I looked into this, since I'm working on a pipeline that could encounter a similar issue, the problem is that in the ensembl .fq files the transcript IDs are represented as the standard ID.version format, e.g. ENST00000415118.1 but in the GTF, they're represented as separate fields:

gene_id "ENSG00000223972"; gene_version "5"; transcript_id "ENST00000456328"; transcript_version "2"; gene_name "DDX11L1"; gene_source "havana"; gene_biotype "transcribed_unprocessed_pseudogene"; transcript_name "DDX11L1-202"; transcript_source "havana"; transcript_biotype "processed_transcript"; tag "basic"; transcript_support_level "1";

This is different than the Gencode GTFs where there is not a separate version field and the transcript ids match exactly between the GTF and Fq without parsing any additional fields:

gene_id "ENSMUSG00000102693.1"; transcript_id "ENSMUST00000193812.1"; gene_type "TEC"; gene_name "4933401J01Rik"; transcript_type "TEC"; transcript_name "4933401J01Rik-201"; level 2; transcript_support_level "NA"; mgi_id "MGI:1918292"; tag "basic"; havana_gene "OTTMUSG00000049935.1"; havana_transcript "OTTMUST00000127109.1";

This is also going to affect things like the feature request I made here: https://github.com/COMBINE-lab/salmon/issues/595

So it seems that any attempt at GTF parsing is going to need to check for those atypical gene_version and transcript_version fields and attempt to tack on that information to the base ID.

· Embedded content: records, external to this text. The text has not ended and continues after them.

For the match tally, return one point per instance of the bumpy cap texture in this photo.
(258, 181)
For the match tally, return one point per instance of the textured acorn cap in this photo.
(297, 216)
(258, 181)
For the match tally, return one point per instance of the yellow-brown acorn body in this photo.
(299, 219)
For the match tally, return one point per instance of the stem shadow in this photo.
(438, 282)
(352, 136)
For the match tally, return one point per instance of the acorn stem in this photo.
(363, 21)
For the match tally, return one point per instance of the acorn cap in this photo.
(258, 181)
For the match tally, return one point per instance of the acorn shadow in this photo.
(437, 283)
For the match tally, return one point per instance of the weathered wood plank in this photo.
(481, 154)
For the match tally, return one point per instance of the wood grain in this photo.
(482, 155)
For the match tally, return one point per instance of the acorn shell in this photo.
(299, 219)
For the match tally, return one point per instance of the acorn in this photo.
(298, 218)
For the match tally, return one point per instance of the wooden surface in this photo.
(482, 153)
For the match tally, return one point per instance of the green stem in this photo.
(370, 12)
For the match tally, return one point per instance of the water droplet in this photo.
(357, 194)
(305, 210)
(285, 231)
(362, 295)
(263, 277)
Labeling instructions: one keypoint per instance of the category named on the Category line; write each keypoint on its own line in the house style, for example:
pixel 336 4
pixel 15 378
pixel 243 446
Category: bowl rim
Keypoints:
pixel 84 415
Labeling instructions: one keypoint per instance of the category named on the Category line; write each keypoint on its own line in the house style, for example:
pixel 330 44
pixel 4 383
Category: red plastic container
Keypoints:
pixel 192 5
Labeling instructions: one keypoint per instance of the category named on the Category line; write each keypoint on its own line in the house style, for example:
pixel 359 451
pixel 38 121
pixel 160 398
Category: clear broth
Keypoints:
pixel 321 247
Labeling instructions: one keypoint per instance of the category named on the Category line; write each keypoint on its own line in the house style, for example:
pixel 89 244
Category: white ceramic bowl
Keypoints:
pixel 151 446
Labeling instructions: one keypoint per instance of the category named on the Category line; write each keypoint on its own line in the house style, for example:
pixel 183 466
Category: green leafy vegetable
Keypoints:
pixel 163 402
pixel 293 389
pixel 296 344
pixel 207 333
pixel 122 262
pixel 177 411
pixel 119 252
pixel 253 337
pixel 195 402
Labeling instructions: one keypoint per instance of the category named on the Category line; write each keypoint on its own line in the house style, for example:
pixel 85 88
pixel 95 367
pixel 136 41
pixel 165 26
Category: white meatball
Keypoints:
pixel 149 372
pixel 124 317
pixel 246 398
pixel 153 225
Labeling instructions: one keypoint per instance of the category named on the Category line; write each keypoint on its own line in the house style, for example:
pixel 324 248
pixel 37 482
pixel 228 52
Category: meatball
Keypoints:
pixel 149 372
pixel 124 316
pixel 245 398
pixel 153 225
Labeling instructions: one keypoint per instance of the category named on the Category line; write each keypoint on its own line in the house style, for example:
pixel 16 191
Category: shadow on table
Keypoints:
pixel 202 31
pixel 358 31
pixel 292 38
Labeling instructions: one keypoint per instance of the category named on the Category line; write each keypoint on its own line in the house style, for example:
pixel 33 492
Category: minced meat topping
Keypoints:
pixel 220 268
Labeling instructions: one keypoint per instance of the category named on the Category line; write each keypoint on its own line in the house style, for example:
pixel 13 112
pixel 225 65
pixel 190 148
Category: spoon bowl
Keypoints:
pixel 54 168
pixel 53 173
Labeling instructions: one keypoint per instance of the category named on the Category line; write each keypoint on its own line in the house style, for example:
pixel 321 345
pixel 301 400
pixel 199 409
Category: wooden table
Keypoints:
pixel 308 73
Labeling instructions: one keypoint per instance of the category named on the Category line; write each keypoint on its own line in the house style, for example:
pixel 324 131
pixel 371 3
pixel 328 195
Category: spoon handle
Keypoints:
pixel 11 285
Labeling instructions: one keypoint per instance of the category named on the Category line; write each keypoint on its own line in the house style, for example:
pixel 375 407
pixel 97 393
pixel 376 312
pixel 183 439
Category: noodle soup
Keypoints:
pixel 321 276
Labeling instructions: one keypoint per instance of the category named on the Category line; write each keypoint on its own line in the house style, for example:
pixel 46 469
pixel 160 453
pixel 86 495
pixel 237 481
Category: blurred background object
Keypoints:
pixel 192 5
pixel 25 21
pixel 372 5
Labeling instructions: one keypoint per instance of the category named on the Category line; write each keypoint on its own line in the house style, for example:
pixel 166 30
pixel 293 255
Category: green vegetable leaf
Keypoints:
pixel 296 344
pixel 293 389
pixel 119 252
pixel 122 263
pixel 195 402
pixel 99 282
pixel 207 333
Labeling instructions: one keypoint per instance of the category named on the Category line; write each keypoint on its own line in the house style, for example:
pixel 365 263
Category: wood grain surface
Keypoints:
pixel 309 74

ACastanza commented 3 years ago

The following bash code will detect and parse either format of gtf into an appropriately versioned two column tx2gene file

test=$(zless -S $gtf | grep -v "#" | awk '$3=="transcript"' | head -n 1| cut -f9 | tr -s ";" " " | awk '{print$3}' | sort | uniq | sed 's/\"//g') if [[ $test == "transcript_id" ]]; then zless -S $gtf | grep -v "#" | awk '$3=="transcript"' | cut -f9 | tr -s ";" " " | awk '{print$4"\t"$2}' | sort | uniq | sed 's/\"//g' > txp2gene.tsv elif [[ $test == "gene_version" ]]; then echo "Separate version field (ensembl, non-gencode transcriptome, eg. rat, etc)" zless -S $gtf | grep -v "#" | awk '$3=="transcript"' | cut -f9 | tr -s ";" " " | awk '{print$6 "." $8"\t"$2 "." $4}' | sort | uniq | sed 's/\"//g' > txp2gene.tsv fi

vanealizo commented 2 years ago

hello! I am having a similar issues and was wondering if you had an answer for this. My salmon quant.gene.sf file have the ID.version format, and when trying to do DEG using BiomaRt the gene ID are not in the ID.version format, thus I am unable to match them. I did notice that the index used for salmon was GRCm38 but the one currently available in BiomaRt is GRCm39. Do you know if i could cut the .version from my quan.gene.sf file, or I have to run salmon again with the current genome? thank you.